The Beechcraft Super King Air 200 (N43U) is used to collect the high-resolution "snapshots" of gravity. Image courtesy FlightAware.
Gathering Data
The GRAV-D project successfully collects and uses airborne gravity observations to model the geoid. The organization of the various flight plans is an integral part to completing this project on time and within budget. Our team is managing a contractor aircraft that is conducting the measurements using NGS equipment, including a turnkey airborne gravity system gravimeter and global navigation satellite system technology that provides continuous 3-D position, velocity, and altitude determination. In order to determine the vertical datum, there are two data collection methods, a high-resolution "snapshot" of gravity that is mainly an airborne mission and a low resolution "movie" of gravity changes, which will likely be a terrestrial mission, that focuses on monitoring geographic-dependent changes to gravity over time. Our team has effectively managed airborne efforts since 2014, and to date we have supported the completion of gravity measurements for Tucson, Arizona; Northern Mexico; Alaska; Palm Springs and the coast of California; and Lubbock, Texas for a total of 979 flight hours.
The recent flight paths over Alaska show the precision needed for accurate measurements.
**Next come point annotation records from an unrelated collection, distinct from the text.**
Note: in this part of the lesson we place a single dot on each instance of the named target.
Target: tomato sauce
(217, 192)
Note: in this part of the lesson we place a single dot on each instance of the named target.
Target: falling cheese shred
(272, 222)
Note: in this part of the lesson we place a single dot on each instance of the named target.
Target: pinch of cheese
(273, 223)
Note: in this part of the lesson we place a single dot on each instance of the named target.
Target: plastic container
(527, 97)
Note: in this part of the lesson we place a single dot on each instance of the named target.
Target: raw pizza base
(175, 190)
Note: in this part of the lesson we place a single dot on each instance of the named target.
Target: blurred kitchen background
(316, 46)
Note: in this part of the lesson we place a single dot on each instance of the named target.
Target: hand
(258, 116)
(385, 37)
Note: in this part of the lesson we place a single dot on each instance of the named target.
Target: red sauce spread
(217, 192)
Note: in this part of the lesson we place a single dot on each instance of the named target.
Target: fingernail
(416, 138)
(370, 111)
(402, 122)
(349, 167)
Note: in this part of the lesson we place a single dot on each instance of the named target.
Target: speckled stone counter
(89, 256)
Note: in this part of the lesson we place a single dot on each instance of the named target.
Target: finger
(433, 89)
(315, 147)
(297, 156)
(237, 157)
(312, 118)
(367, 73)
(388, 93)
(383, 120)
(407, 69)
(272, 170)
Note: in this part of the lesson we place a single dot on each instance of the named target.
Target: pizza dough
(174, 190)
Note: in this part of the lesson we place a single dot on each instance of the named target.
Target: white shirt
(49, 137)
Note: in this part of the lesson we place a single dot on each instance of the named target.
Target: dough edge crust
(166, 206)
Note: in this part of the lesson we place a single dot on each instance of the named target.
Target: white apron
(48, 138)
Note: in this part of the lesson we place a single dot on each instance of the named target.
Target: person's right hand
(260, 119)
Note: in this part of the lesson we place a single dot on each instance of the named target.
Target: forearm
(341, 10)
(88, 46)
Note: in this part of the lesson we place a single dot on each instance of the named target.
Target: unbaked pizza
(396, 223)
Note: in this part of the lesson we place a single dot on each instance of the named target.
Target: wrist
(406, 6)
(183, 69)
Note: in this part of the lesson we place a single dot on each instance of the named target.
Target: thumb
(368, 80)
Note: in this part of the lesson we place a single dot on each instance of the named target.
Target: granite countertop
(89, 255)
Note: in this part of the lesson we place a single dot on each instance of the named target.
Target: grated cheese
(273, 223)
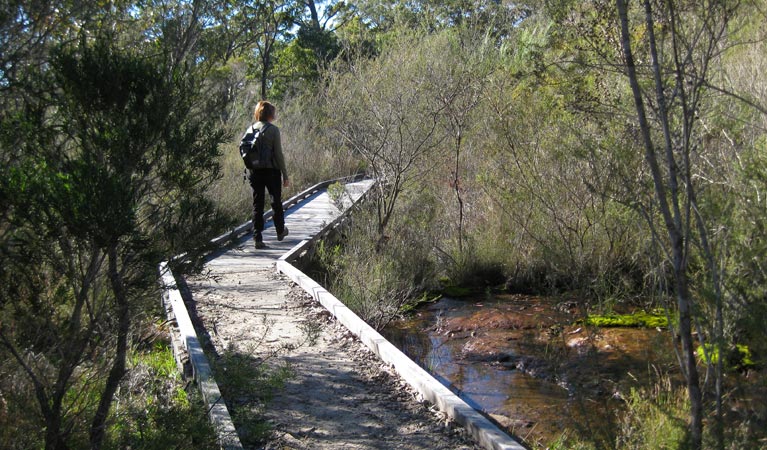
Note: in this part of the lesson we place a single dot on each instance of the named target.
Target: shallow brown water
(524, 362)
Image courtesy FlightAware.
An Accurate Vertical Datum
The benefit of updating the accuracy of the vertical datum is significantly improved height measurements, which affect many applications such as floodplain mapping, coastal resilience efforts, emergency management, precision agriculture, and could help us understand localized sea level changes.
With an updated vertical datum, the information will allow better mitigation of threats to low-lying communities and coastal ecosystems from inundation by storms, flooding, tsunamis, and sea level rise. It will also support the surveying community by providing more accurate heights from advanced technology. A socio-economic study conducted on behalf of NOAA estimates the GRAV-D project will save the nation $4.8 billion over 15 years once the project is completed, with $2.2 billion in avoidance costs from improved floodplain management alone. We are proud that our contribution to redefining the vertical datum will help improve the resilience of communities across the U.S.